U.N. aid agencies are rushing supplies to refugees who have recently fled from the Darfur region in Sudan to the Central African Republic. In the last few weeks more than 2,500 Sudanese refugees have fled to eastern CAR to escape intensified fighting. Lisa Schlein reports from Geneva.
The newly arrived refugees are camped out in Sam Ouandja near the Central African Republic's border with Sudan. U.N. refugee agency spokeswoman Jennifer Pagonis says the refugees began arriving there in late May, after fleeing repeated attacks on their home town of Dafak and surrounding villages in south Darfur.
"They say that they were bombarded by airplanes and by helicopters and were attacked by Janjaweed like forces and that included while they were trying to get to CAR [Central African Republic]," she said. "So, mainly they walked through the night. They walked about 200 kilometers along footpaths only accessible to human beings. They brought with them donkeys as well. So, that is how they made their way into CAR to seek refuge there."
Hundreds of thousands of people in Darfur have been killed and more than two million people displaced since war erupted in 2003 between Sudanese-backed Arab Janjaweed militia and African rebel forces.
More than 200,000 refugees from Darfur have fled to neighboring Chad. And the Central African Republic is hosting some 10,000 refugees, mainly from Chad, Sudan and the Democratic Republic of the Congo.
In addition, Pagonis notes thousands of people in the CAR have been uprooted by homegrown rebel forces. She says they are living under very difficult conditions. Despite extremely limited resources, she says the local population and authorities have been very generous in welcoming this latest wave of refugees from southern Darfur.

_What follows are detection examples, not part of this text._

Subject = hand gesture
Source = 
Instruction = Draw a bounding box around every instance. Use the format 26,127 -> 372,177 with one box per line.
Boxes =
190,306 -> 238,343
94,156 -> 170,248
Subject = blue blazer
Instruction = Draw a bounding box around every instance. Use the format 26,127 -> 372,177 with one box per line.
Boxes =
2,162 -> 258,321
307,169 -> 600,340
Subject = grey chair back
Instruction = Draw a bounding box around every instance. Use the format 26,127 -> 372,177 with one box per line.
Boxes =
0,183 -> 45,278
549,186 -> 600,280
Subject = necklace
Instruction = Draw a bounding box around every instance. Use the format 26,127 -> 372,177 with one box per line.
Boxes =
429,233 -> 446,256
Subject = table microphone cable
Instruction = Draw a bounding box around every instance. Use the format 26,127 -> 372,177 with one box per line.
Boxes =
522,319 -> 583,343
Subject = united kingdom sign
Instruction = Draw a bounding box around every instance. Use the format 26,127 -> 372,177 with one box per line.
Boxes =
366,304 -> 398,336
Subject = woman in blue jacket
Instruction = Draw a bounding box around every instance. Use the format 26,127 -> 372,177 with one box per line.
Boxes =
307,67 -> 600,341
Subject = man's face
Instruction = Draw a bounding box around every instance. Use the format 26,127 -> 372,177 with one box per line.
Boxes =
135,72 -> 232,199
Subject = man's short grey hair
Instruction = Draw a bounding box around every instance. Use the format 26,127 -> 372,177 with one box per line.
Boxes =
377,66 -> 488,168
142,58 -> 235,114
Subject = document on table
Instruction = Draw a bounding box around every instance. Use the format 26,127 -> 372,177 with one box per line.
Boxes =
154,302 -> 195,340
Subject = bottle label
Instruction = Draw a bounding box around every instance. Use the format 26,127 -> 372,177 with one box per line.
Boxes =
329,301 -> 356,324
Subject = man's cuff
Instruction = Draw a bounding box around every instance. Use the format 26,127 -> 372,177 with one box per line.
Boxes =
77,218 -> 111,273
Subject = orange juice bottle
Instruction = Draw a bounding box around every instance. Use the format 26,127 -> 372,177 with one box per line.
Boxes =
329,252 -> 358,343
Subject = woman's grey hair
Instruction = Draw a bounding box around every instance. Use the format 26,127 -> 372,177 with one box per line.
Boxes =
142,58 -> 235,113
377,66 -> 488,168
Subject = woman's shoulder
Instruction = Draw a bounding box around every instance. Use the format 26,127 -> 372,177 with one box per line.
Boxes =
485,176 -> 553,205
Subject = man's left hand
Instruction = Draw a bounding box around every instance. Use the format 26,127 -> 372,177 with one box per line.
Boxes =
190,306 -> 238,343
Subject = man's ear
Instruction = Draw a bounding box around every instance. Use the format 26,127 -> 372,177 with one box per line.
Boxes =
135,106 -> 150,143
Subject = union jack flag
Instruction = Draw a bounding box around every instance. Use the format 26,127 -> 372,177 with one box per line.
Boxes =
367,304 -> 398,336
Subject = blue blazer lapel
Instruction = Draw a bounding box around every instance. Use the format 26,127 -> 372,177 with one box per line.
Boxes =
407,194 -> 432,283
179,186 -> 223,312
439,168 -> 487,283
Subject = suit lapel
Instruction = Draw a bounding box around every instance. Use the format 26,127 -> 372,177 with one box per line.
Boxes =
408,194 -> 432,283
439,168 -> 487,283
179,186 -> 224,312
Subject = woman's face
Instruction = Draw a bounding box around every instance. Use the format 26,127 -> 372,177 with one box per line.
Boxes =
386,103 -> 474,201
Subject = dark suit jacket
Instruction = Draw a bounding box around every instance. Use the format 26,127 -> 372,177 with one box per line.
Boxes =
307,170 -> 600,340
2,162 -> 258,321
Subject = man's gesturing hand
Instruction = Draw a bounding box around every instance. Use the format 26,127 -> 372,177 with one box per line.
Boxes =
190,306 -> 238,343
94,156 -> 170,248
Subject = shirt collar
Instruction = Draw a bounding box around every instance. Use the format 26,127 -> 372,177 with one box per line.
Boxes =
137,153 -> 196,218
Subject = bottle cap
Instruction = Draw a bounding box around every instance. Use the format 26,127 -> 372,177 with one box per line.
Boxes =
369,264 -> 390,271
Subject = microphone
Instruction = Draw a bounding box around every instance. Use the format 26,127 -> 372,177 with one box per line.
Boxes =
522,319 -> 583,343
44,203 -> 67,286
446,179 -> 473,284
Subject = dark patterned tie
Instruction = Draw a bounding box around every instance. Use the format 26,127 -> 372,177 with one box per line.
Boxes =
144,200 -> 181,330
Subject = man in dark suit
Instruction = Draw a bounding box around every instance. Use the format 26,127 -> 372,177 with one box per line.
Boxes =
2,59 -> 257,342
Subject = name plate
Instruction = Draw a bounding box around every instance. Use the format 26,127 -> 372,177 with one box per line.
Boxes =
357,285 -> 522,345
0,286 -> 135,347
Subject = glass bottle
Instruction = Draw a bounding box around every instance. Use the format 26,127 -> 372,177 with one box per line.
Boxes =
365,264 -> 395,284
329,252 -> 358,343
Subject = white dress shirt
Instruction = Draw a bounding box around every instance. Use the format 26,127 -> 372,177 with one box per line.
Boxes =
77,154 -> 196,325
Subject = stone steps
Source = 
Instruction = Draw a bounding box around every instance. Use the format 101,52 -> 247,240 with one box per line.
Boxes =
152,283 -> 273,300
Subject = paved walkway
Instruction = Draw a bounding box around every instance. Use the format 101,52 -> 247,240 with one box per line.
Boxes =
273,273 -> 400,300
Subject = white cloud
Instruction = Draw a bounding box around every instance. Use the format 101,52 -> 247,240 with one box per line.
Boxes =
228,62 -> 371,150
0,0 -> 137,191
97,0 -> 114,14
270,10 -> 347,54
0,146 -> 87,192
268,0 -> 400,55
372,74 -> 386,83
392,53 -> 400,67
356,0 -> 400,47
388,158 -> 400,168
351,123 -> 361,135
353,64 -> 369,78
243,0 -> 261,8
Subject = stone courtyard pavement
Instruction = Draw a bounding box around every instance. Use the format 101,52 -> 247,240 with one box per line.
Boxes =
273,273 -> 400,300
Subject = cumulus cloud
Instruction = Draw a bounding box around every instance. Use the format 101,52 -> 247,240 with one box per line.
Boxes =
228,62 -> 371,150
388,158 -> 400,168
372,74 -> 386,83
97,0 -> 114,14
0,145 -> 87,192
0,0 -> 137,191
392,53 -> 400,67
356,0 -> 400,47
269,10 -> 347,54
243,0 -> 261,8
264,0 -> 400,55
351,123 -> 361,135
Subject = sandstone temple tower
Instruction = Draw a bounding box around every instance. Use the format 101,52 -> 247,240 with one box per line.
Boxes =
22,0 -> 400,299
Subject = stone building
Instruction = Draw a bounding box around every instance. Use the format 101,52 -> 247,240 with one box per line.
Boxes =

"They have given them a place where they can put up their temporary shelters and they have shared with them the little food that they could spare," she added. "So, part of the assistance that is going up to Sam Ouandja will also be distributed to the local population, including seed and agricultural tools because they also find themselves in a dire situation."
Pagonis says the refugees are in a desperate condition. They have been surviving mainly on mangoes for the past few weeks. She says they are rapidly running out of food and have only a nearby creek for their water supply. This, she says, has resulted in a number of refugees becoming ill with diarrhea while others have malaria.
The World Food Program is scheduled to send 15 tons of high nutrition biscuits later this week. Pagonis says more aid is urgently needed.